# [SOLVED] Missing Bootmgr - Press ctrl-alt-del



## Vando23 (Sep 13, 2012)

Can anyone help. New system been running for a week or so. Got the above message..Booted up on Windows 7 64Bit DVD, did the repair. Still happened. Then I go to Bios, re flash to the original bios..still happened. as soon as I changed the Boot Sequence to boot the CD/DVD first the system started ok..it appears to be an intermittent issue..apart from installing an new SSD..anyone have any ideas at all??? I am running an Asus Maximus V Formula+Gainward GeForce GTX 680 4GB, SSD + Velociraptor+ Windows 7 Ultimate 64Bit


----------



## Masterchiefxx17 (Feb 27, 2010)

*Re: Missing Bootmgr - Press ctrl-alt-del*

Normally using Windows Repair via the CD will fix the issue.

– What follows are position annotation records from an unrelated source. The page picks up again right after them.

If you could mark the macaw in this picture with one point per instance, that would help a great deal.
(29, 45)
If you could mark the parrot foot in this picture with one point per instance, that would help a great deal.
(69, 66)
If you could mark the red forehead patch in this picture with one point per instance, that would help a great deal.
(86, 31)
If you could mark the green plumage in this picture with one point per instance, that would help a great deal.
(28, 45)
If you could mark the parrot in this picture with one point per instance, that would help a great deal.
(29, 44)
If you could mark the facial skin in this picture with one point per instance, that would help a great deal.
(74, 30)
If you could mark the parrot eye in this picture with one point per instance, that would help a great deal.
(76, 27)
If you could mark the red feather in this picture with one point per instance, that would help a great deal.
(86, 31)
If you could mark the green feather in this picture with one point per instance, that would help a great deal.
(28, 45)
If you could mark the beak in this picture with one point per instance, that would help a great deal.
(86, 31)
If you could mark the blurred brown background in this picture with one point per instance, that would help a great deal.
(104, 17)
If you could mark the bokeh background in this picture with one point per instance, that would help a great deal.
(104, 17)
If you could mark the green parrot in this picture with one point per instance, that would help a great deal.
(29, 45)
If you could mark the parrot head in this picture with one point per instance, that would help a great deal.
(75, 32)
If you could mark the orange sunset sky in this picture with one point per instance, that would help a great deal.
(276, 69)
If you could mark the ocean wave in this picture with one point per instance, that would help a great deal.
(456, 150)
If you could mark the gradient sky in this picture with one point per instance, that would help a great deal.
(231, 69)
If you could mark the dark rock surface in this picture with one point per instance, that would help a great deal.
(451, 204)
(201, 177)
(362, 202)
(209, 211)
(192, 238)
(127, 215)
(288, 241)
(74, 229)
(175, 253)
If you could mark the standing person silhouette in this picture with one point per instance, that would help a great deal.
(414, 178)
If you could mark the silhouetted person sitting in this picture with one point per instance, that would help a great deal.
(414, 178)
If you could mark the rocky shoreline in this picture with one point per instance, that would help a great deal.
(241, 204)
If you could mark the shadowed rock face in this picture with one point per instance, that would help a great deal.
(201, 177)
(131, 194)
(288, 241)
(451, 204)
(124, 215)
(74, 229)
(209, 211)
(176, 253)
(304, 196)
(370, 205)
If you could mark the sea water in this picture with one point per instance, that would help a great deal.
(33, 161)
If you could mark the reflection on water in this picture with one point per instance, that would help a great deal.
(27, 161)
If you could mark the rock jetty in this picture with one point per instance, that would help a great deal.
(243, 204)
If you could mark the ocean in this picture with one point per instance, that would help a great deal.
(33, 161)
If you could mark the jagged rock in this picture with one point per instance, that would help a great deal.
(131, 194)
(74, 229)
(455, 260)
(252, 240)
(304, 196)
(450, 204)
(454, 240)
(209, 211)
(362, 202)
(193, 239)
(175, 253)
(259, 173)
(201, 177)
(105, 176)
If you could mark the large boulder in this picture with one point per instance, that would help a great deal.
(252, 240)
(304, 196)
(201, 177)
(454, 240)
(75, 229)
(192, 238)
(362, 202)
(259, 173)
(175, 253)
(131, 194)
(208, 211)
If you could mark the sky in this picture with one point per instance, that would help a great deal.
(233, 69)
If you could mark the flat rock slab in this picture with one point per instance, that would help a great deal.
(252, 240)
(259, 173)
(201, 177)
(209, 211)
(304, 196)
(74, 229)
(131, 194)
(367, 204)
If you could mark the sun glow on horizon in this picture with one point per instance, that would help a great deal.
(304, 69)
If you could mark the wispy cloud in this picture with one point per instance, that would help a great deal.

If you don't have any important files on the computer have you tried to reinstall Windows?


----------



## joeten (Dec 4, 2008)

*Re: Missing Bootmgr - Press ctrl-alt-del*

Have you tried this Use the Bootrec.exe tool in the Windows Recovery Environment to troubleshoot and repair startup issues in Windows


----------



## Vando23 (Sep 13, 2012)

*Re: Missing Bootmgr - Press ctrl-alt-del*

Fixed..thanks heaps


----------



## joeten (Dec 4, 2008)

Glad to hear it your most welcome, if you could please use the thread tools near the top of the page and mark this as solved thank you


----------